Is this the year of reckoning for Zomato?
It has been a rough year for start-ups engaged in the food business in India—including Zomato.
After going on a an acquisition and expansion spree in India and abroad, 2015 saw Zomato scale down its business in nine out of 23 countries and shut shop in four cities in India. Can the current financial year be the turning point in its lifecycle?
The signs of this are already visible.
According to a report by Rumit Dagar and Saumya Shrivastava of Religare Institutional Research dated May 26, the company has already brought down its cash burn from a peak of $9 million a month to $1.6 million currently.
They wrote, “Management intends to bring down the cash burn in high-risk and high-burn geographies through reduced marketing spends and remote management of nine non-focus countries, including US, UK, Chile and Sri Lanka, from India.”

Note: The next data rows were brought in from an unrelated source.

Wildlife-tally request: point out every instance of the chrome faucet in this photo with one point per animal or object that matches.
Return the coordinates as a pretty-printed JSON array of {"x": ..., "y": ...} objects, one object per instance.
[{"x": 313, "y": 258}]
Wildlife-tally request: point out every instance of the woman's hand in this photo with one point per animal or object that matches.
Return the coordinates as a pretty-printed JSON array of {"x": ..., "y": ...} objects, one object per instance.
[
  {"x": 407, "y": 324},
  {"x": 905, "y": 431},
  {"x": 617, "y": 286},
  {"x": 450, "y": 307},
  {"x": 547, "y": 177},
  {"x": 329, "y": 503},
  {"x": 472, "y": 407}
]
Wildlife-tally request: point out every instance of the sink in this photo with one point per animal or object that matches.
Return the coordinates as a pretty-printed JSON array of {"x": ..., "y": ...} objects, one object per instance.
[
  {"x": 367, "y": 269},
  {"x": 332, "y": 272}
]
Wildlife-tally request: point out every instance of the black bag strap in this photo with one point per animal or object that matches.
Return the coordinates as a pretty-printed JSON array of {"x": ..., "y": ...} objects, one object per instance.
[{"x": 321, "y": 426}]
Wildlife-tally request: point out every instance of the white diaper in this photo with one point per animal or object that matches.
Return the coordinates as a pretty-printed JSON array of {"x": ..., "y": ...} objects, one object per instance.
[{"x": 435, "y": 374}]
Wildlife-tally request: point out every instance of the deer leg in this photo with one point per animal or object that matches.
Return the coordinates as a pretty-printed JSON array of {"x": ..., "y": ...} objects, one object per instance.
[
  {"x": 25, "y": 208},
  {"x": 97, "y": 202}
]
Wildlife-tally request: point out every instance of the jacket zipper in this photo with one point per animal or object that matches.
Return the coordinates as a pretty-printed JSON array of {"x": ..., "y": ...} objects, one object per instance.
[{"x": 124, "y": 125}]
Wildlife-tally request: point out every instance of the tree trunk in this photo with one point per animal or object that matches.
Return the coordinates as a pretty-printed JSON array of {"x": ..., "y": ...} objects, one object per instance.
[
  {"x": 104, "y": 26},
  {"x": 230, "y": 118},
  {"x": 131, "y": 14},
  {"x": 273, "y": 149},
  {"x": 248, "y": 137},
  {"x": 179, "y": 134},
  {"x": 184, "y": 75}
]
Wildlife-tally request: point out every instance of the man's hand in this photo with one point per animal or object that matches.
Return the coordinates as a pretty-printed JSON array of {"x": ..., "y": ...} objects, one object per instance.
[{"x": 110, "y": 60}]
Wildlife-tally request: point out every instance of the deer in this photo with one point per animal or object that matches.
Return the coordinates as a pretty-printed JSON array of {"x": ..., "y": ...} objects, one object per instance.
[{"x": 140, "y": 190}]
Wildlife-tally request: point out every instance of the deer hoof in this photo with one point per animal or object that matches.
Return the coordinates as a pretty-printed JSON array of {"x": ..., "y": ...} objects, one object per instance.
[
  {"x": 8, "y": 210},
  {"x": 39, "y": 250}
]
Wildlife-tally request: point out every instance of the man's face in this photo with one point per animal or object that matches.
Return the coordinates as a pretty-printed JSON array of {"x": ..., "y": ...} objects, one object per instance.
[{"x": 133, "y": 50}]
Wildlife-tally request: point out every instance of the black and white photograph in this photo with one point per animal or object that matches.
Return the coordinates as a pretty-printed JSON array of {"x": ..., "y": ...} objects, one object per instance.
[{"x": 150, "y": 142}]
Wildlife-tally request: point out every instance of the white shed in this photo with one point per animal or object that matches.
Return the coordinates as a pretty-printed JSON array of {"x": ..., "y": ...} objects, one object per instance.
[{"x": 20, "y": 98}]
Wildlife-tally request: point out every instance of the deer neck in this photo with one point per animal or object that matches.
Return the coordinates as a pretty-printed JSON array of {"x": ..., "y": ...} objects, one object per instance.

The rationale behind scaling down business in these nine countries was the fact that the company wasn’t a market leader in any of those. In an investor call, Deepinder Goyal, founder and CEO of Zomato said as quoted by Mint newspaper, “We have taken a remote management approach in these markets. We do not have any physical presence, but we will continue to manage the operations out of our headquarters in India,” Goyal said.”
With the India market securely in its tow with a mammoth 75% marketshare, Zomato is now looking to double its revenues in the country.
Dagar and Shrivastava wrote, “Zomato clocked revenues of Rs 1.85bn in FY16 and management expects these to double to Rs 300-350 crore in FY17. Pure earnings losses for FY16 stood at Rs 440 crore, which it expects to significantly cut down in the current year.”
The overseas opportunity
UAE is the second largest market for the company after India. The two together currently accounts for nearly 60% of the company’s revenues.
But even after cutting down sharply on its overseas business, the opportunity is immense.
Zomato believes, as quoted by the duo at Religare, the opportunity in the remaining 14 countries is estimated to be six times of the Indian market opportunity.
To put this in perspective, “In FY16, the company clocked 25,000-26,000 online orders per day with an average ticket size of Rs 480 – more than 1.5x the ticket size (Rs 280) of competitors.”
This, in November 2015, stood at 10,000 orders a day, clocking a growth of 30% on a month-on-month basis.
With many food delivery start-ups in India shutting down in the past year, Zomato is not keen on entering that business. Currently only one in five deliveries are managed by Zomato through its outsourced partners and the rest being taken care by the restaurants themselves.
The company typically operates on a ‘zero customer acquisition’ cost and discounts only 2% of the orders itself with nearly one-fourth of orders discounted by restaurants.
This will help attract more customers to the platform, Zomato told Religare.